Kapal feri melaju anggun, meliuk seirama dengan liukan ombak. Kin duduk di salah satu kursi penumpang kelas ekonomi dengan gelisah. Pulau Selayar belum nampak. Perjalanan baru sekira lima belas menit. Untuk sampai ke pelabuhan Pammatata, Selayar, dibutuhkan waktu lebih kurang dua jam. Akan lebih, jika laut sedang pamer keperkasaan, dan bisa pula kurang jika laut sedang bersahabat. Kali ini berombak, tapi tidak terlalu besar. Kapal tetap melaju dengan normal. Tanpa oleng.
Kepulauan Selayar adalah salah satu kabupaten kepulauan yang secara adminitratif masuk dalam wilayah provinsi Sulawesi Selatan. Kabupaten ini terletak di ujung selatan pulau Sulawesi. Bentuknya panjang agak bengkok, menyerupai udang. Itulah mungkin salah satu alasan pulau ini digelari Tana Doang. Dalam bahasa Selayar, Tana berarti tanah, dan Doang artinya udang. Makna lain dari nama Tana doang adalah tanah tempat berdoa. Konon, Selayar termasuk kerajaan yang lebih awal memeluk agama Islam dibanding Kerajaan Gowa.
Walaupun pulau kecil, tetapi akses ke Selayar tidaklah sulit. Kapal Feri menyeberang dua kali sehari, kecuali jika sedang musim ombak besar dan angin kencang, terkadang harus tidak jalan berhari-hari. Alternatif lainnya adalah kapal fiber. Dan bagi yang memiliki kantong sedikit tebal, serta ingin praktis dan cepat, maka sudah ada dua pesawat domestik yang mendarat di Bandara Aroeppala; bandara kebanggaan masyarakat Selayar.
Jika memilih jalur laut dengan menggunakan kapal feri, maka kita harus menumpang bus ke Bira, Kabupaten Bulukumba dan dari Bira kemudian menyeberang ke Selayar. Jalur ini yang paling umum digunakan oleh masyarakat Selayar, termasuk Kin. Kapal tetap melaju dengan lancar. Samar nampak hamparan batu dan jejeran pohon kelapa. Selayar sudah semakin dekat. Jantung Kin pun berdebar semakin tidak beraturan.
“Saya ingin memberi kejutan.
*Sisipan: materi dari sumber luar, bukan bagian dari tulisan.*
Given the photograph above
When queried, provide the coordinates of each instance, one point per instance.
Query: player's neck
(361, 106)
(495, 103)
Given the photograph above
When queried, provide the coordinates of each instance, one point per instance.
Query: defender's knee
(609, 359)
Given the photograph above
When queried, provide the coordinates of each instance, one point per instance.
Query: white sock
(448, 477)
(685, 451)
Jangan dikasih tau ya, Li.” Pesan Kin pada Ali, kerabat yang menggantikannya membawa barang dagangan ke Benteng. Selama Kin meninggalkan Lembang Bau, ia sebenarnya tidak pernah luput mengetahui aktifitas isterinya. Ali melaporkannya dengan sangat lengkap. Termasuk jika Sa baru semalam kembali minum teh dan mengetik.
Kin masih memikirkan apa yang pertama kali harus dilakukannya esok hari saat bertemu Sa. Untuk malam ini, Kin punya dua pilihan; menginap di hotel, atau ke rumah Lili. Yang aman adalah menginap di hotel. Kin bisa langsung istirahat sambil memikirkan cara menghadapi Sa. Sementara kalau ke rumah Lili, ia pasti akan disibukkan membujuk dan menenangkan Lili yang pasti histeris dan marah karena ditinggalkan tanpa berita. Maka Kin memutuskan untuk menginap di hotel saja. Lili nanti akan ditemuinya setelah Kin menemui Sa.
Selayar semakin dekat. Senja meranum jingga. Lampu kapal nelayan sudah mulai berkerlip. Dari kejauhan, kesibukan di pelabuhan Pammatata pun sudah nampak. Tak sampai sepuluh menit, kapal ferry akan segera sandar. Hawa sejuk pesisir, desir daun kelapa yang berjejer di sepanjang pinggir pantai, serta suara kernet bis yang bersahut-sahutan menjadi santapan para penumpang. Kin turun, mencari bis yang ditumpanginya. Ia tidak ingin terlambat.
Dari pelabuhan Pammatata, ke Benteng, Ibukota Kabupaten Kepulauan Selayar, ditempuh kurang dari satu jam. Jaraknya lebih empat puluh kilo meter. Sementara dari Benteng ke Lembang Bau berjarak Sembilan belas kilo meter. Yang menarik adalah perbedaan cuaca dan pemandangan antara jalur Pammatata- Benteng dan Benteng – Lembang Bau. Sepanjang jalur Pammatata – Benteng kita dapat menikmati kesiur angin laut diiringi lambaian daun nyiur. Sedangkan dari Benteng ke Lembang Bau, mata kita dimanjakan dengan rindang pepohonan dan sejuk hawa pegunungan. Kebun cengkeh menyebar semerbak wanginya sepanjang jalan.